Get Everything Set up
If you’ve never used Git or GitHub before, there are a few things that you need to do. It’s very well explained on GitHub, but repeated here for simplification.
- Get a GitHub account. 
- Download and install Git. 
- Set up Git with your user name and email. - Open a Git Bash shell and type: - $ git config --global user.name "Your name here" $ git config --global user.email "your_email@example.com"
- Then store your credentials by typing: - $ git config --global credential.helper wincred
 
Learn the Basic Terminology
- Repository - most basic element of GitHub.

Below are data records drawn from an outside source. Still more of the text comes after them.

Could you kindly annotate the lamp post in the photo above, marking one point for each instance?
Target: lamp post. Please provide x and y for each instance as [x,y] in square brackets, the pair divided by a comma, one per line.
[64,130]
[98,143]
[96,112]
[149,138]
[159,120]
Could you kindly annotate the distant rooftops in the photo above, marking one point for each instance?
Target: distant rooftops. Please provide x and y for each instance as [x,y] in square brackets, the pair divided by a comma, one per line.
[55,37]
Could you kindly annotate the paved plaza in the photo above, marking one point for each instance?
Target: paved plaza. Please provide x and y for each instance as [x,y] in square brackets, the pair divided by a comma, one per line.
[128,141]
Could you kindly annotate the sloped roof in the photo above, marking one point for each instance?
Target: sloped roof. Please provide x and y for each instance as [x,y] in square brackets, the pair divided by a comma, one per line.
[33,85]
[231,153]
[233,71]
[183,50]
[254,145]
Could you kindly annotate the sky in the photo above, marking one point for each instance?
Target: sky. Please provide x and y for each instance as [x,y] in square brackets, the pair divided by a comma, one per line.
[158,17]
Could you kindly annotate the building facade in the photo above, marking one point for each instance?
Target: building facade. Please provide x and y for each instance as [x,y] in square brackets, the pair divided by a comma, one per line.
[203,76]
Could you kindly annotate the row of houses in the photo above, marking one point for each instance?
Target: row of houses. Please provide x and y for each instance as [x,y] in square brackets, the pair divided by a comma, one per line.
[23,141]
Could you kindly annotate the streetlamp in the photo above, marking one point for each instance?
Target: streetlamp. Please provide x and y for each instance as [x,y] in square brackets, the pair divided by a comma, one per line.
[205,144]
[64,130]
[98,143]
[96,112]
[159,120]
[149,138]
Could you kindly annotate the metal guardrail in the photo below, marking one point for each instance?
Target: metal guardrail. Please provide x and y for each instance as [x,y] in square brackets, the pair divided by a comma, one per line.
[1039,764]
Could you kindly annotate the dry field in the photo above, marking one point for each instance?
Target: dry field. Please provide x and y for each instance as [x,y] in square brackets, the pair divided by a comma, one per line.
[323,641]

They're easiest to imagine as a project's folder. 
- Remote/Local - repository can be hosted on a server (our case GitHub), or on a local machine. 
- Collaborator/Contributor - contributor is someone who has contributed to a project, while collaborator is a person with read and write access to a repository who has been invited to contribute by the repository owner. 
- Downstream/Upstream - when local and remote repository are connected, remote is considered upstream, and local downstream. 
- Public/Private - private repository can only be viewed or contributed to by their creator and collaborators, public by everybody. 
- Clone - copy of a repository that lives on your computer instead of on a website's server somewhere, or the act of making that copy. 
- Fork - personal copy of another user's repository that lives on your account. 
- Branch - parallel version of a repository. 
- Pull - refers to when you are fetching in changes and merging them. 
- Commit - "snapshot" of individual change to a file (or set of files). 
- Push - refers to sending your committed changes to a remote repository. 
- Issue - suggested improvements, tasks or questions related to the repository. Issues can be created by anyone (for public repositories).